Bitter gourds with Channa Dhaal courtesy of Shehzad Husain
2 Bitter Gourds about 13cm long
1 Tablespoon salt
125g chana dhaal (I used small red lentils)
2 onions
1tsp ginger pulp
1 tsp chilli powder
1 tsp garlic pulp
1 tsp garam masala
1 tsp ground coriander
1 1/2 tsp salt
600ml water (1pt)
4 Tbs corn oil
2 tomatoes, sliced
To garnish
1 2.5cm piece fresh ginger shredded
1/2 tsp garam masala
1 Tbs fresh coriander
1 green chilli, sliced

Wash the bitter gourds and pat dry with kitchen paper. Peel off the rough skin and slice the gourds discarding the seeds.
Place the gourds in a bowl, rubbing the tablespoon of salt into the slices. Set aside for at least an hour.
Meanwhile wash the channa dhaal and place in a saucepan. Add 1 of the sliced onions, the ginger, chilli powder, garlic, garam masala, ground coriander, salt and water and cook over a medium heat for 15-20 minutes until the dhaal is soft but not mushy and all the water has been absorbed. Remove from heat and set aside.
Wash bitter gourds to remove all the salt and add to the dhaal.
heat teh corn oil in a deep frying pan and fry the remaining onion until golden brown. Add the sliced tomatoes and the dhaal and stir-fry for about 3 minutes to blend together.
Transfer to a serving dish and serve garnished wit shredded ginger, garam masala, fresh coriander and sliced chillies.
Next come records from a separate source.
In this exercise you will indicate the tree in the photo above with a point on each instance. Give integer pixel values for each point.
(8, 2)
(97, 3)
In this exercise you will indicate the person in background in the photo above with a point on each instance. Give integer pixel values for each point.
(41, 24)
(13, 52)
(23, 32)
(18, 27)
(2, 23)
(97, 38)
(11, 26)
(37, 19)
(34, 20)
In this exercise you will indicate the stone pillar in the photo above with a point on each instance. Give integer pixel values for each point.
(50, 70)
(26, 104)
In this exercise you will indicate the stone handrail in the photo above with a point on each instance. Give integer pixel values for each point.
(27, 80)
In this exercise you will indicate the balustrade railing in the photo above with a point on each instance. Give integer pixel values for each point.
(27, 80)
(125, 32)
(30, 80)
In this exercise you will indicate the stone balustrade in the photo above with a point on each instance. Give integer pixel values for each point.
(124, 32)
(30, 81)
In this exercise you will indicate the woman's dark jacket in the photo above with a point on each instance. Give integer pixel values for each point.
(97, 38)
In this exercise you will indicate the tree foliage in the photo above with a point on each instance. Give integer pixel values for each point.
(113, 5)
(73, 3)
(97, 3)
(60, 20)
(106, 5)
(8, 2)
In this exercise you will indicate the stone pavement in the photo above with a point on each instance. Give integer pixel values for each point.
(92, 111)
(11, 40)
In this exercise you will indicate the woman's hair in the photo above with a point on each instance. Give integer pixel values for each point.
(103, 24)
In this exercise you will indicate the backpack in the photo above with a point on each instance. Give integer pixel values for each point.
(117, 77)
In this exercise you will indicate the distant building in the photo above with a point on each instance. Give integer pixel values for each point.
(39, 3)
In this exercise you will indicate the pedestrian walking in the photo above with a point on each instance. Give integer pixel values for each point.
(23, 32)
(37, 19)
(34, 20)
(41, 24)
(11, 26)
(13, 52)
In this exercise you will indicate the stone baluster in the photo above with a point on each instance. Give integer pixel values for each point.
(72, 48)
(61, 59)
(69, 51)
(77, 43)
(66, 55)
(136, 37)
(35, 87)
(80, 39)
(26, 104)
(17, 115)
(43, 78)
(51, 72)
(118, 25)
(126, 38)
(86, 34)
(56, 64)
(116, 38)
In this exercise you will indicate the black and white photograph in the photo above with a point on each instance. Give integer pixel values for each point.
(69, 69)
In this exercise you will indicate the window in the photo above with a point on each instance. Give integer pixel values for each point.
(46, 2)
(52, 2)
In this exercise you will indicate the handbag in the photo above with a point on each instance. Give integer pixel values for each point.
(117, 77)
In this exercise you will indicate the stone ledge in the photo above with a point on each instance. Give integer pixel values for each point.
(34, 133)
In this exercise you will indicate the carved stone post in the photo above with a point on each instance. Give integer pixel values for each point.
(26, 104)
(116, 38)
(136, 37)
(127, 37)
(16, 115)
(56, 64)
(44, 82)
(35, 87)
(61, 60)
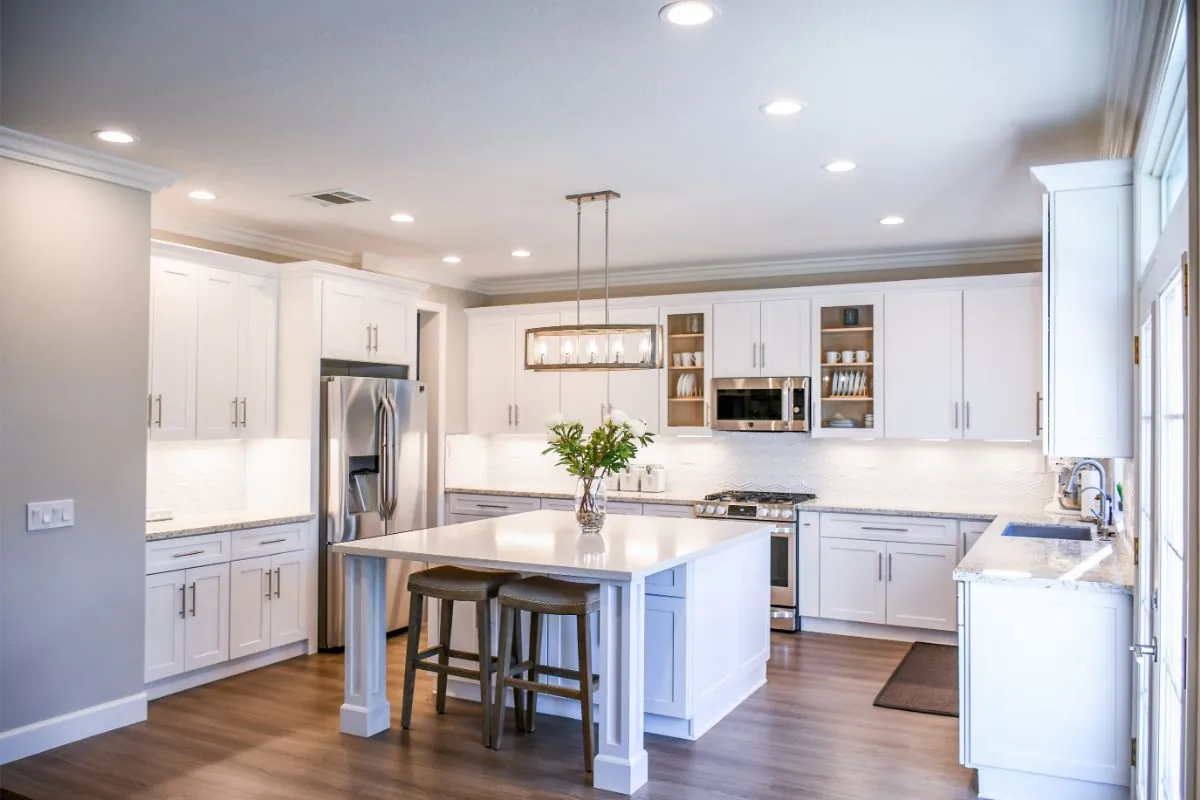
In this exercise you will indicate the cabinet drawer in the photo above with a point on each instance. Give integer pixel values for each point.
(185, 552)
(880, 528)
(489, 505)
(253, 542)
(669, 583)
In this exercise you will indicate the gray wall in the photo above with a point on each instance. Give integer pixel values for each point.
(75, 257)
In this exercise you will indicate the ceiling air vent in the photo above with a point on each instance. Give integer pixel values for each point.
(334, 197)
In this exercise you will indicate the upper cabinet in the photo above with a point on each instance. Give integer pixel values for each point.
(361, 322)
(768, 338)
(1087, 326)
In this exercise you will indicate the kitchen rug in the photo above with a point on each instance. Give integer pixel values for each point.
(925, 681)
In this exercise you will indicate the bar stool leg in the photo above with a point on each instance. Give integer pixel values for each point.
(484, 624)
(507, 644)
(444, 627)
(414, 647)
(585, 636)
(534, 659)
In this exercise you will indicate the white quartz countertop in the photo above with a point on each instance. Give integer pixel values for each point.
(1096, 565)
(550, 541)
(216, 522)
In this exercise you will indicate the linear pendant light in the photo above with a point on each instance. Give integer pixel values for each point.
(593, 348)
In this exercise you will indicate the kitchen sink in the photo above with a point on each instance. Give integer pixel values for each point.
(1073, 533)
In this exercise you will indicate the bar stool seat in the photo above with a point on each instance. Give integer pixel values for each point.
(541, 595)
(451, 584)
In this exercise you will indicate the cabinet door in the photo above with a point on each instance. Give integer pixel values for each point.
(666, 656)
(250, 606)
(586, 394)
(785, 349)
(287, 599)
(395, 332)
(491, 374)
(923, 353)
(165, 625)
(346, 322)
(636, 391)
(258, 355)
(1001, 362)
(736, 338)
(207, 636)
(216, 355)
(852, 585)
(173, 308)
(537, 392)
(921, 590)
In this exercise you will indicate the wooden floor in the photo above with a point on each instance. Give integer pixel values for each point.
(811, 733)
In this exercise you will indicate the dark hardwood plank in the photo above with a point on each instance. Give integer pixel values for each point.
(271, 734)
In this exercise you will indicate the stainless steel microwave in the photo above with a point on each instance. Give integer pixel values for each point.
(761, 404)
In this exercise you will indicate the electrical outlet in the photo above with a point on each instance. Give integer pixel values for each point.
(52, 513)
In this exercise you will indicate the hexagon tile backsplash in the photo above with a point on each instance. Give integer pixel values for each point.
(1007, 475)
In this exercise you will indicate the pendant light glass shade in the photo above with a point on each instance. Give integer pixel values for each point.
(593, 347)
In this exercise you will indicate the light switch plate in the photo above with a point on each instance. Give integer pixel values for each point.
(52, 513)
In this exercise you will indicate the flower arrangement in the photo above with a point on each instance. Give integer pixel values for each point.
(607, 449)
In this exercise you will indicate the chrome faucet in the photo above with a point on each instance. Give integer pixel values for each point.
(1105, 499)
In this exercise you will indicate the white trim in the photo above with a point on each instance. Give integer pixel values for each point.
(65, 728)
(35, 150)
(991, 253)
(227, 669)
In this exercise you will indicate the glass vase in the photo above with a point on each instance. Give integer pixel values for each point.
(591, 504)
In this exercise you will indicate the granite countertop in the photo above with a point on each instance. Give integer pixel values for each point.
(195, 524)
(1097, 565)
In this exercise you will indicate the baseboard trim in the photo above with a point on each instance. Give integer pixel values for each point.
(227, 669)
(63, 729)
(873, 631)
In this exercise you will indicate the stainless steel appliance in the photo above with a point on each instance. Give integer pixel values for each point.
(779, 507)
(373, 446)
(761, 404)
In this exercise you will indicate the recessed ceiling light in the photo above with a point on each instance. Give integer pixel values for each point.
(840, 166)
(688, 12)
(114, 137)
(780, 108)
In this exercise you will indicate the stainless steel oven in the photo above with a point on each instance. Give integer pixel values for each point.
(761, 404)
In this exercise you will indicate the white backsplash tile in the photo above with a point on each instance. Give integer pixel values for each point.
(1009, 476)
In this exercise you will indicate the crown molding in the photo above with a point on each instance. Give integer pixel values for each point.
(1138, 41)
(990, 253)
(18, 145)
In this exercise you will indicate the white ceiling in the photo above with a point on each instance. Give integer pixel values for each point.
(477, 116)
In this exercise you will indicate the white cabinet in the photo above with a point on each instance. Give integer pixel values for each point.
(921, 587)
(173, 310)
(237, 355)
(1087, 325)
(364, 322)
(852, 585)
(768, 338)
(924, 355)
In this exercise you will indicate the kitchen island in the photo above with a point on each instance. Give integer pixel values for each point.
(719, 571)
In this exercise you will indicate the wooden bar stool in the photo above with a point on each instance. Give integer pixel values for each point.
(450, 584)
(540, 595)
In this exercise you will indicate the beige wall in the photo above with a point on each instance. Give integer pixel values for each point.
(75, 260)
(784, 282)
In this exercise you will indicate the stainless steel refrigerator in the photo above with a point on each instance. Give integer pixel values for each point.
(373, 461)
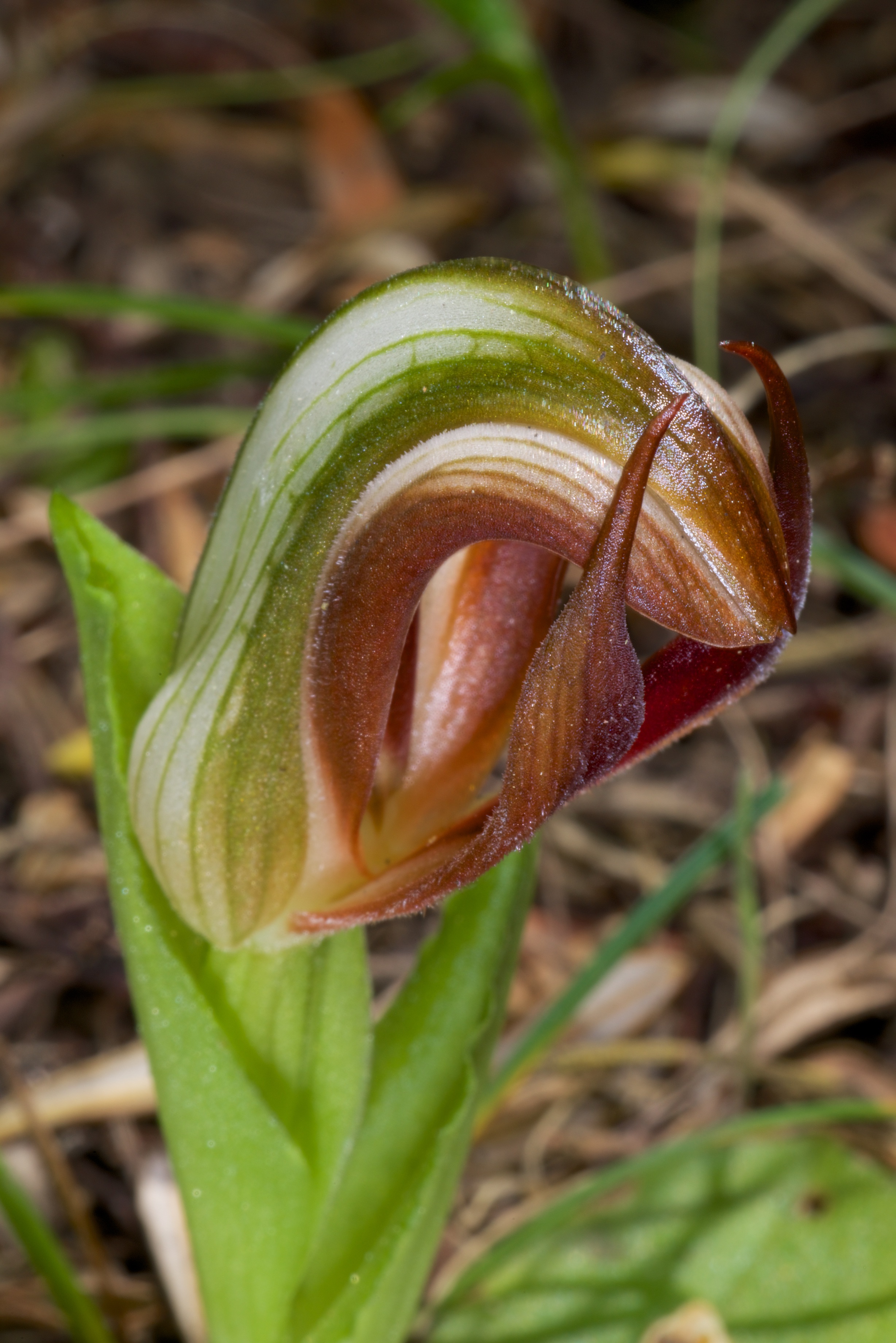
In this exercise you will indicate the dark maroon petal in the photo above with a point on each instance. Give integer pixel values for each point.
(789, 465)
(578, 712)
(687, 683)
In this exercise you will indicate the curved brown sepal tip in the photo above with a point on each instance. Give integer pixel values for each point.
(789, 468)
(578, 713)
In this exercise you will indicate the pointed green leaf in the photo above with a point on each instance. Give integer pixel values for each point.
(429, 1063)
(789, 1240)
(252, 1161)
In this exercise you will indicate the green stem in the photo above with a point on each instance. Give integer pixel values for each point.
(645, 919)
(50, 1262)
(794, 26)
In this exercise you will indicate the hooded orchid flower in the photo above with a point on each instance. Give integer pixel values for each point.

Sambal Olek to blow your brains out!

1 lb red chillies or a mixture of colours like I used
5 1/2 ounces garlic, peeled and chopped
5 1/2 ounces tender young ginger, peeled and chopped
2 stalks lemongrass, thinly sliced (white part only)
6 fluid ounces vinegar
8 ounces sugar
salt, to taste
1 tablespoon lime zest, chopped

1Blend the chillies, garlic, ginger and lemon grass in a food processor or mortar and pestle.
2While processing gradually add the vinegar.
3Place the pureed mixture into a saucepan and bring to a boil.
4Reduce the heat and simmer for 3 minutes.
5Add the sugar and stir until dissolved.
6Add the salt and lime zest.
7Remove from the heat, cool and bottle in sterilised jars.

I could tell you about the pesto I made too but that can wait.